The week between Christmas and New Year’s Day is typically one that is slow or completely non-existent for business. Traditionally, I use that week to do a lot of offline activities to plan for the upcoming year. This year I took two great online courses, and decided to build one of my own in 2018.
First, the plan.
The last few years, I went through Michael Hyatt’s Your Best Year Ever online course and found it very helpful in the way it structures your planning process, challenges your assumptions, pressure tests your goals and is full of logical advice. He has captured the course in a book that launches today, Tuesday January 2, and if you grab it now it comes with some bonuses available until the end of the week, Friday January 5. His bonuses are terrific and will help you apply what you learn in the book. If you are still in your planning stage for 2018, I recommend it. Here’s a link that will get you the book and bonuses.
As part of my 2018 goals, I am going to build an online course to accompany the launch of my next book due out later this year. The book, Retaining Expert Knowledge: What to Keep in an Age of Information Overload, takes the Working with SMEs series into some new territory. Writing this book met one of my 2017 goals to write a book with a major publisher, and I am very happy about meeting that goal. (More about the upcoming book in later blog posts.) Writing a book is just the first step, however, because it is getting the book and ideas out to the public that is the most important part of the process.
As part of that effort, I am going to build an online course to help readers apply the content of Retaining Expert Knowledge to their areas of expertise and their companies. Which leads me to the second course I took last week.
Executing the Plan
Big plans are accomplished one small step at a time. As Michael Hyatt says in his course (paraphrased), you only need to take the next small step to attain big goals. If your goal is big, hairy and audacious enough, you won’t know exactly how to get there. Hyatt advises that you set goals outside your comfort zone and take the very next small step that you can see, and it will usually appear in the form of resources or some kind of help that you need. That is exactly what happened. I had signed up with an elearning hosting platform, and they offered a course to make the most of your investment.

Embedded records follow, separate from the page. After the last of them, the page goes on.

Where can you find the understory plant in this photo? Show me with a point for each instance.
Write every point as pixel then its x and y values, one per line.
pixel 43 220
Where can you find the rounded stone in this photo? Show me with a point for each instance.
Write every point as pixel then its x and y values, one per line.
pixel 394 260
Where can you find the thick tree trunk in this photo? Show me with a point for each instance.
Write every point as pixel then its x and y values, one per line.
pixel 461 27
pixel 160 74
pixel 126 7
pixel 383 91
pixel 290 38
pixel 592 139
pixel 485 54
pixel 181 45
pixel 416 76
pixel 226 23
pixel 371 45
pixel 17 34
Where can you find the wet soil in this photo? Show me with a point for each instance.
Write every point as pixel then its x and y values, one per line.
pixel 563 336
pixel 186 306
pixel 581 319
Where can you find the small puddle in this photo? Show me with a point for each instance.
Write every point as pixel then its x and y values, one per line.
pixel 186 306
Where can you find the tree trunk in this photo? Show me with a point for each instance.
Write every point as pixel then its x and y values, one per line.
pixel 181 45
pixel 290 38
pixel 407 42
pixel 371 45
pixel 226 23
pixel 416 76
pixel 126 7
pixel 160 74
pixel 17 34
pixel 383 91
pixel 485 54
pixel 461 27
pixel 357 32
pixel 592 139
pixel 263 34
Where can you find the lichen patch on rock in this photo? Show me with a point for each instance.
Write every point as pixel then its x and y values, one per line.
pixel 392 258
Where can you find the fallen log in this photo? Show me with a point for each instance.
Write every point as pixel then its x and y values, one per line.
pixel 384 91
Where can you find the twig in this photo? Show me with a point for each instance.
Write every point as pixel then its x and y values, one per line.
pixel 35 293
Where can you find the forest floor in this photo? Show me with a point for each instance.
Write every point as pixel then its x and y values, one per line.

For three days, I delved into how to use this particular online platform and now I am very excited about building and presenting an online course for Retaining Expert Knowledge.
The course reminded us:
- Online learning is mainstream.
- Education is now lifelong.
- People want bite-sized information.
- Information wants to be free.
- The size of the online opportunity is about to explode.
Learning from Experts
For those experts who read this blog and the trainers who work with them, that list tells us that we’ve only just begun. As knowledge and information explodes, we have so much to share and people have less time to absorb it. It is a great time to share what you know and do it in a way that you can reach a lot of people.
Massive amounts of information are free or very inexpensive. Because information is free, you have to earn the space you take up in someone’s brain. Keep it short. Keep it relevant. And provide value. Blogs are one of the new “free information” sources, as well as endless streams of webinars, podcasts and more.
That is why when building a course for sale, experts need to build premium courses. Your Expertise 101 is free, and Your Expertise 301 premium course has some price attached to it as well as support that helps your learners apply the information.
Today is the first workday of 2018. It is exciting to do what we love. And it is equally exciting to share what we love. If you are an expert in some area and have something to share or teach, think about the fact that adult learning is all-the-time, online, bite-sized and much of it is free.
You don’t have to wait to be asked. Get out there and share what you’ve got. People want to know. You can be part of the knowledge explosion.